From: Will Deacon <will.deacon@arm.com>
To: linux-arch@vger.kernel.org
Cc: linux-kernel@vger.kernel.org, Will Deacon <will.deacon@arm.com>,
"Paul E. McKenney" <paulmck@linux.ibm.com>,
Benjamin Herrenschmidt <benh@kernel.crashing.org>,
Michael Ellerman <mpe@ellerman.id.au>,
Arnd Bergmann <arnd@arndb.de>,
Peter Zijlstra <peterz@infradead.org>,
Andrea Parri <andrea.parri@amarulasolutions.com>,
Palmer Dabbelt <palmer@sifive.com>,
Daniel Lustig <dlustig@nvidia.com>,
David Howells <dhowells@redhat.com>,
Alan Stern <stern@rowland.harvard.edu>,
Linus Torvalds <torvalds@linux-foundation.org>,
"Maciej W. Rozycki" <macro@linux-mips.org>,
Paul Burton <paul.burton@mips.com>,
Ingo Molnar <mingo@kernel.org>,
Yoshinori Sato <ysato@users.sourceforge.jp>,
Rich Felker <dalias@libc.org>, Tony Luck <tony.luck@intel.com>,
Mikulas Patocka <mpatocka@redhat.com>,
Akira Yokosawa <akiyks@gmail.com>,
Luis Chamberlain <mcgrof@kernel.org>,
Nicholas Piggin <npiggin@gmail.com>
Subject: [PATCH v2 01/21] docs/memory-barriers.txt: Rewrite "KERNEL I/O BARRIER EFFECTS" section
Date: Fri, 5 Apr 2019 14:59:16 +0100 [thread overview]
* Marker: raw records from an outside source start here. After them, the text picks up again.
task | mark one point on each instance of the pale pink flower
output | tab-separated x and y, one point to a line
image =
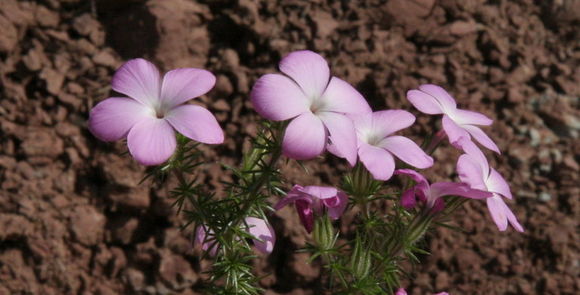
316	103
264	234
311	201
431	195
154	108
433	100
474	170
377	145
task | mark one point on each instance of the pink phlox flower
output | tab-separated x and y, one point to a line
474	170
155	107
431	195
312	200
433	100
377	145
264	234
316	103
402	291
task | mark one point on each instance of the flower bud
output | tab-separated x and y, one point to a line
360	261
323	233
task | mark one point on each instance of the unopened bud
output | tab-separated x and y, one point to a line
323	233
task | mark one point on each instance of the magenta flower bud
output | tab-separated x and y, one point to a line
312	200
430	194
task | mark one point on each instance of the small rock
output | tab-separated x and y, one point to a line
87	225
544	197
175	271
53	79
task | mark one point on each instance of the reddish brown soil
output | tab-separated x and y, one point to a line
73	219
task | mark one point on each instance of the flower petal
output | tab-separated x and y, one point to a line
196	123
151	141
305	137
497	184
407	150
424	102
277	97
441	96
342	135
309	70
181	85
416	176
463	117
112	118
336	205
454	132
390	121
496	208
440	189
408	200
320	192
140	80
379	162
513	219
470	172
481	137
341	97
266	236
Message-ID: <20190405135936.7266-2-will.deacon@arm.com> (raw)
In-Reply-To: <20190405135936.7266-1-will.deacon@arm.com>
The "KERNEL I/O BARRIER EFFECTS" section of memory-barriers.txt is vague,
x86-centric, out-of-date, incomplete and demonstrably incorrect in places.
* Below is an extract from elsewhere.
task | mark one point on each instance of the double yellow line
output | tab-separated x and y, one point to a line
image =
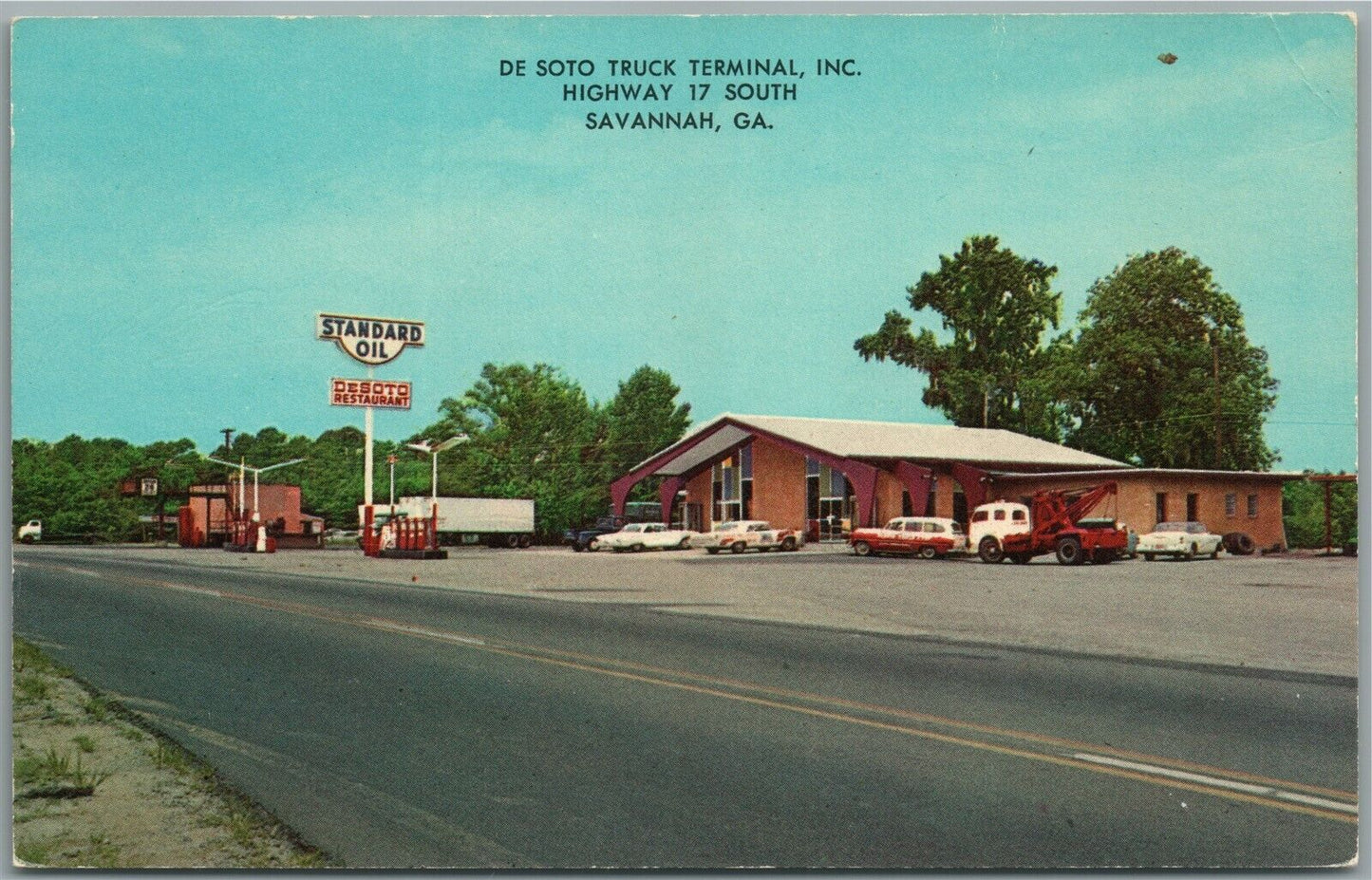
1140	766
This is largely because I/O ordering is a horrible can of worms, but also
because the document has stagnated as our understanding has evolved.
Attempt to address some of that, by rewriting the section based on
recent(-ish) discussions with Arnd, BenH and others. Maybe one day we'll
find a way to formalise this stuff, but for now let's at least try to
make the English easier to understand.
Cc: "Paul E. McKenney" <paulmck@linux.ibm.com>
Cc: Benjamin Herrenschmidt <benh@kernel.crashing.org>
Cc: Michael Ellerman <mpe@ellerman.id.au>
Cc: Arnd Bergmann <arnd@arndb.de>
Cc: Peter Zijlstra <peterz@infradead.org>
Cc: Andrea Parri <andrea.parri@amarulasolutions.com>
Cc: Palmer Dabbelt <palmer@sifive.com>
Cc: Daniel Lustig <dlustig@nvidia.com>
Cc: David Howells <dhowells@redhat.com>
Cc: Alan Stern <stern@rowland.harvard.edu>
Cc: Linus Torvalds <torvalds@linux-foundation.org>
Cc: "Maciej W. Rozycki" <macro@linux-mips.org>
Cc: Mikulas Patocka <mpatocka@redhat.com>
Signed-off-by: Will Deacon <will.deacon@arm.com>
---
Documentation/memory-barriers.txt | 115 +++++++++++++++++++++++---------------
1 file changed, 70 insertions(+), 45 deletions(-)
diff --git a/Documentation/memory-barriers.txt b/Documentation/memory-barriers.txt
index 1c22b21ae922..5eb6f4c6a133 100644
--- a/Documentation/memory-barriers.txt
+++ b/Documentation/memory-barriers.txt
@@ -2599,72 +2599,97 @@ likely, then interrupt-disabling locks should be used to guarantee ordering.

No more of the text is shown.